Durante a atividade, profissionais da saúde puderam se inteirar das ações propostas pela Organização Mundial de Saúde. Foto: José Aldenir
A Secretaria de Estado da Saúde Pública do Rio Grande do Norte (Sesap), juntamente com a Sociedade Brasileira de Pediatria do RN (Sopern), realizaram, na manhã desta quinta-feira (1), na sede da Associação Médica do Rio Grande do Norte, a abertura da Semana Mundial da Amamentação. O evento, que se estende até o próximo dia 7, traz, nesta edição, o tema “Tão importante quanto amamentar seu bebê é ter alguém que escute você”. Durante a atividade, que contou com apresentações culturais e palestra do Presidente Local da Sopern, Nivaldo Noronha, profissionais da saúde puderam se inteirar das ações propostas pela Organização Mundial de Saúde.
Como parte da programação, diversas instituições e unidades de saúde de todo o Estado realizam eventos alusivos à data.
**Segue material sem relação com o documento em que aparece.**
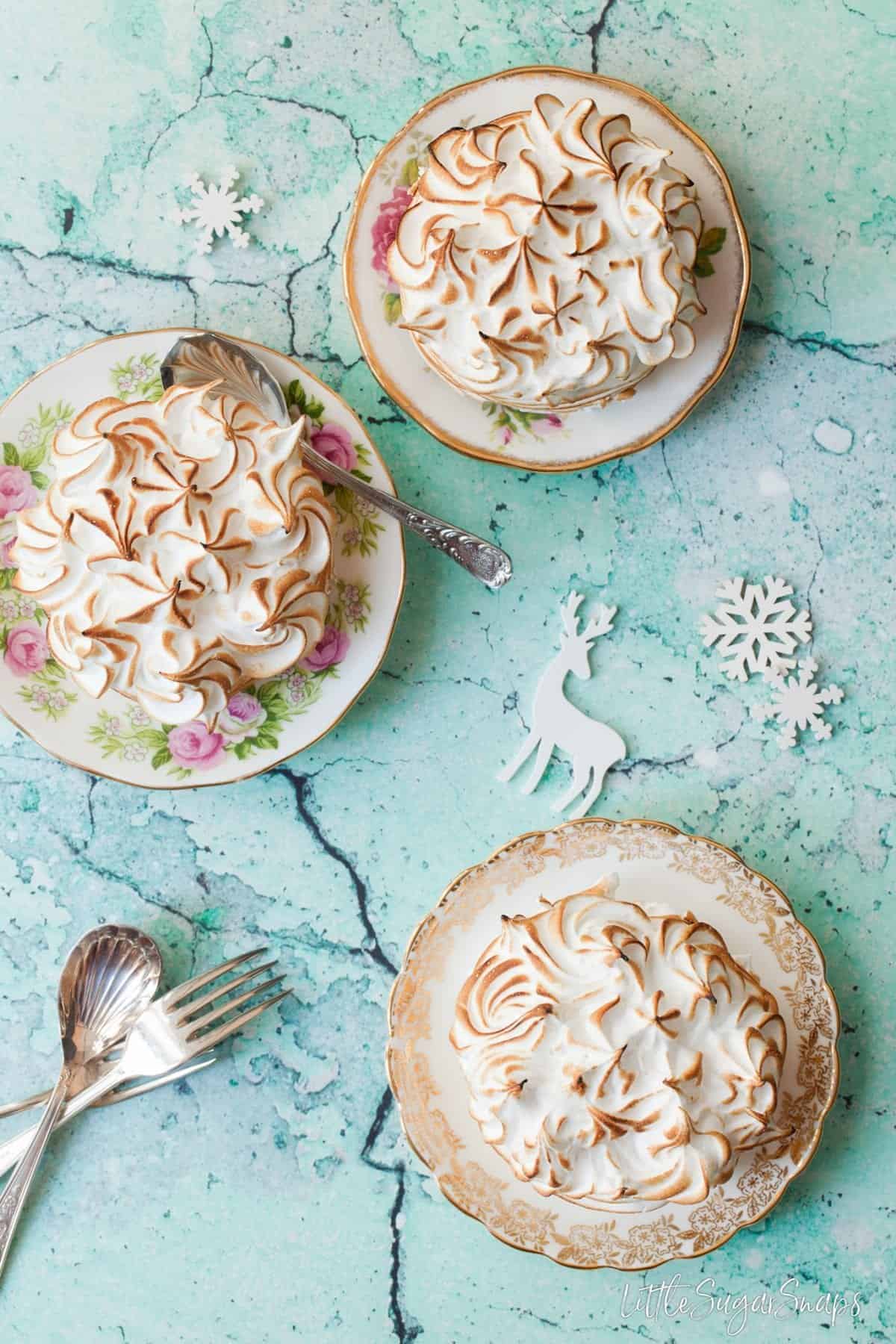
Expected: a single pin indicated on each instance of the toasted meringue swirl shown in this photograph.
(181, 551)
(618, 1058)
(547, 258)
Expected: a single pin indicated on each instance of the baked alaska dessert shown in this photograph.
(546, 260)
(618, 1058)
(180, 553)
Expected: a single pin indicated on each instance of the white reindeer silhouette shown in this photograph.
(556, 724)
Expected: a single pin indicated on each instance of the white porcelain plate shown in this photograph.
(664, 867)
(514, 437)
(113, 737)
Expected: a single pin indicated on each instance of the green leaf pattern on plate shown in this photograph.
(131, 734)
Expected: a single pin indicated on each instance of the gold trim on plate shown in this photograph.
(531, 1222)
(420, 416)
(287, 756)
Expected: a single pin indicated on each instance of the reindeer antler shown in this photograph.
(600, 624)
(568, 613)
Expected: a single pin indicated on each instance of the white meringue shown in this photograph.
(618, 1058)
(181, 551)
(547, 258)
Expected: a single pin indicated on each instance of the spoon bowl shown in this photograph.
(200, 361)
(109, 979)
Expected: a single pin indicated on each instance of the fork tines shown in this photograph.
(217, 1023)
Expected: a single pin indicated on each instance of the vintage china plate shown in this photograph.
(516, 438)
(653, 862)
(111, 737)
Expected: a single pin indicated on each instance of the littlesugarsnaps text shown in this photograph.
(673, 1300)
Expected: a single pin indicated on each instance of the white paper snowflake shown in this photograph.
(756, 628)
(798, 703)
(215, 210)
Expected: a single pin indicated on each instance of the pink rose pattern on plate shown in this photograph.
(254, 718)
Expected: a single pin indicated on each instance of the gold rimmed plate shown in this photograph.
(662, 866)
(543, 443)
(112, 737)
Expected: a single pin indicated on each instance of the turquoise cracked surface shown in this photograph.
(273, 1198)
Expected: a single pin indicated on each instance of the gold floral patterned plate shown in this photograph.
(550, 443)
(653, 862)
(112, 737)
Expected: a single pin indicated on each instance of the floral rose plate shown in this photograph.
(655, 863)
(262, 725)
(548, 443)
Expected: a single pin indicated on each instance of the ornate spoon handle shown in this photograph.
(16, 1192)
(484, 561)
(208, 358)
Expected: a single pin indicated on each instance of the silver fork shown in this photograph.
(168, 1034)
(13, 1108)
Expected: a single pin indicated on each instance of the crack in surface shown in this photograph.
(302, 792)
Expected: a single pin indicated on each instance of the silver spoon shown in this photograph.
(196, 361)
(108, 980)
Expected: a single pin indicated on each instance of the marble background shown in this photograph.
(274, 1199)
A Maternidade Escola Januário Cicco (MEJC) faz oficina de Aleitamento Materno hoje e amanhã aberta para profissionais de qualquer instituição de saúde. O Hospital Dix-Sept Rosado (Hospital Amigo da Criança), de Mossoró, apresenta programações a semana inteira, em parceria com o Banco de Leite do município e a II Unidade Regional de Saúde Pública. O Hospital de Currais Novos abrirá sua programação nesta sexta-feira (2) e segue com as ações até o próximo dia 7, juntamente com as Unidades de Atenção Básica.
O tema deste ano reforça a importância do apoio à mãe que amamenta e da escuta qualificada, com ênfase na formação de grupos de mães ou de aconselhamento em amamentação. A coordenadora estadual de Aleitamento Materno, Evanúzia Dantas, ressalta que a edição atual da campanha está focada no apoio à lactante, tanto por parte da família como da sociedade e mesmo das empresas do setor privado. “O apoio para manter a amamentação pode ser realizado através da família e de círculos de apoio, formados por profissionais de saúde capacitados, conselheiros em amamentação, líderes da comunidade ou amigas que também são mães e pelos pais ou companheiros”, conta.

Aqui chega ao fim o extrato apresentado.